I’m sure you have heard of the handshake deal. Some are amazingly successful and long-lasting, but it’s rare that the initial handshake is not followed up with a contract that formalizes the initial meeting of the minds.
In a way the handshake is (or should be) a very Vested act, because it implies – if both parties are honest and well-meaning – a degree of trust, honesty and collaboration in the new relationship and for the future.
The relationship between McDonald’s and Coca-Cola is often cited as a classic example of two companies working effectively without a written contract. These companies succeed on the strength of their relationship, the soundness of their business decisions, and their commitment to work together. Coca-Cola counts McDonald’s as its largest customer thanks to a handshake deal dating to 1955. That relationship may be the exception that proves the rule, but my guess is that in the intervening years that handshake was formalized in some fashion.
After all, our society has become incredibly litigious since 1955—a crowd of baby boomers went to law school and had to find work!
I’m thinking about the handshake deal for two reasons. First, there’s an excellent article, “In Praise of the Handshake,” in the March Harvard Business Review by Dan Ariely, the James B. Duke Professor of Behavioral Economics at Duke University. He writes that “incomplete contracts” (for instance, the handshake) are fine between friends. But when it comes to vendors, partners, advisors, employees, or customers, he continues, most people and firms “believe that incomplete contracts are a reckless way to do business.” Then firms often go in the opposite direction, striving to fashion “complete contracts” that are “as airtight as possible.” That approach is also flawed because dependence on “absurdly detailed contracts in every situation comes with its own downside,” he says. For one thing they lack flexibility and can’t possibly address every real or imagined situation that may arise.

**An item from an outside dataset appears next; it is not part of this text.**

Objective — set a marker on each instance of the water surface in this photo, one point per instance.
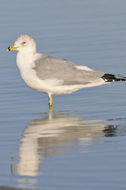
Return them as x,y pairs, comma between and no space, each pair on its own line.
81,145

This brings me to the second reason I’m thinking about the handshake deal, because Ariely’s thoughts track similar points outlined in my new book, The Vested Outsourcing Manual, which will be published in June by Palgrave Macmillan. (I co-authored it with Jeanette Nyden, Jacqui Crawford and Katherine Kawamoto.)
The book outlines three contracting schools of thought.
One is that if you have a good business agreement, you do not need a written contract. The second is the most dominant approach where every trivial aspect of the business agreement is written in stone.
A third approach, and one that Vested Outsourcing strongly advocates, is to craft a contract or agreement as a flexible, performance-oriented and collaborative framework designed to achieve mutually beneficial Desired Outcomes for all the parties involved. The Vested approach acknowledges that contracts are by their very nature incomplete works in progress.
The handshake is important but what happens afterward is even more important.
Following the Five Rules of Vested Outsourcing, especially Rule 5—creating a collaborative governance structure that provides insight and not merely oversight—will put a firm grounding on the deal after that initial firm handshake.